The new cars have been some time coming going back to an order in 2006 that should have been on the rails last year. Delays with suppliers are blamed, notably the doors. One wonders why the contract wasn’t simply given to another supplier, or if other factors were involved leaving the doors as a handy scapegoat.
There are two striking features of these cars, one physical, and one technical:
- From the passengers’ viewpoint, a six car trainset is one continuous space. This will allow people to roam through the train to better distribute loads, and also frees up space used for mid-train cabs and car ends to become part of the passenger compartment.
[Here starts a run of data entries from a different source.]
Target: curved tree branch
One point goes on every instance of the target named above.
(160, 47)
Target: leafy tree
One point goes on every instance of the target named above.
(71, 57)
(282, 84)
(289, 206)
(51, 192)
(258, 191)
- From the technical point of view, not only are these trains equipped for Automatic Train Control, they are supposed to be much, much more reliable than their predecessors. We shall see, given that the T1 cars were, themself, supposed to be a huge improvement over the H-series equipment they replaced.
For the next five months or so, the TTC will be testing its first sets of cars, and revenue service is expected in spring 2011. Over the next four years, leading up to the Spadina Subway Extension opening in 2015 (itself not a sure thing), the H4, H5 and H6 equipment will be phased out of service, and much of the T1 fleet will shift to the Bloor-Danforth line. (I will write about fleet planning in a separate article.)